Roald Dahl afirmaba que si alguien quería llegar lejos, debía leer muchos libros. Seguramente, la lejanía a la que se refería no tenía nada que ver con los kilómetros. Un libro, ya se sabe, es viajar sin moverse del sitio y ensancha horizontes al que abre sus tapas. En la literatura, se tiende a idealizar la figura del librero. No en vano, son los custodios de las palabras. Los encargados de que los libros lleguen a los lectores. Los intermediarios de la cultura a pie de calle. Es natural asociarle con la lectura. Es fácil imaginarse su casa inundada de pilas de libros por leer. Todo lo contrario que los de Roald Dahl. Los libros, para este par de libreros, solo tienen una función: ser cómplices silenciosos en el negocio que se cuece en la trastienda.

Los libreros de Roald Dahl han llegado lejos con los libros, pero no leyéndolos. Leer es algo que, en mundo actual, da poco rédito.

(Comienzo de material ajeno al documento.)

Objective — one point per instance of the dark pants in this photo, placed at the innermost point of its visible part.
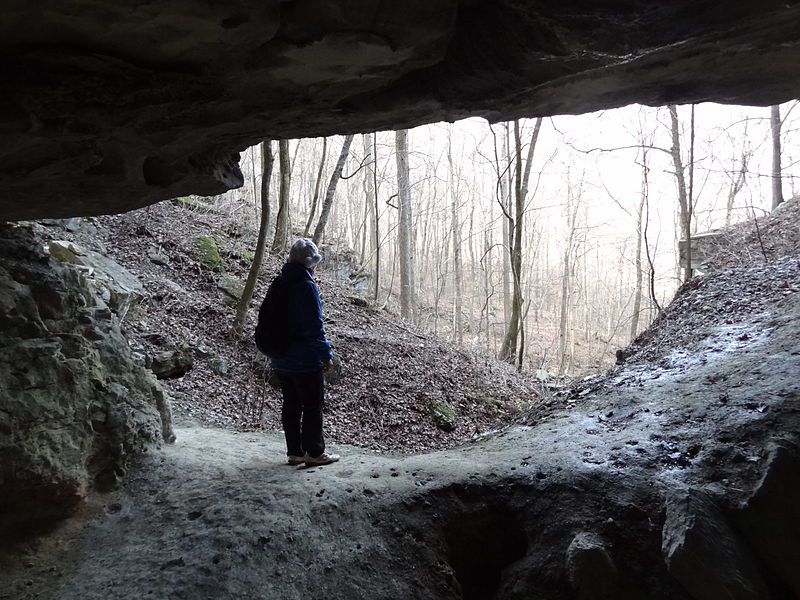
(303, 396)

Vivir la vida en las páginas de una novela, descubrir su mundo imaginario, volver al real con una mirada nueva. Nada de eso les interesa. Disfrutar la vida no incluye la lectura. Tienen claro que lo que mueve el mundo es el dinero. Saben que el verdadero placer les espera en la hamaca de una piscina, a la sombra de un lujoso hotel. No en las páginas de un libro. Se ríen a carcajadas ante el paraíso que Borges encontraba en una biblioteca. El señor Buggage sabe -como buen librero que conoce su fondo- que los auténticos paraísos están catalogados en un libro: Los 300 mejores hoteles según René Leder. Ese su objetivo: visitar todos y cada uno de ellos. Tomarse una copa de cava en África. Zamparse una langosta en un hotel perdido del Caribe. Retozar con la señorita Tottle entre las sábanas de un hotel en el corazón de Europa.

Para ellos, en eso consiste aprovechar la vida. No quieren perderla entre los renglones de un libro. Roald Dahl, su creador, tomó el camino contrario. Quién sabe cuál de los dos conducía a la meta. Lo único cierto es que la vida hay que saber leerla y cada uno hacemos nuestra propia lectura. Vivirla leyendo, como Roald Dahl, el ruido fuera y la luz dentro. O sin leer una sola línea, como sus libreros, porque la mejor novela es siempre la que está por escribir, la que se queda en el tintero por falta de tiempo para teclearla. Quién sabe cómo acabará este cuento de los libros. Ya dijo Roald Dahl que no se puede encontrar la magia sin creer en ella.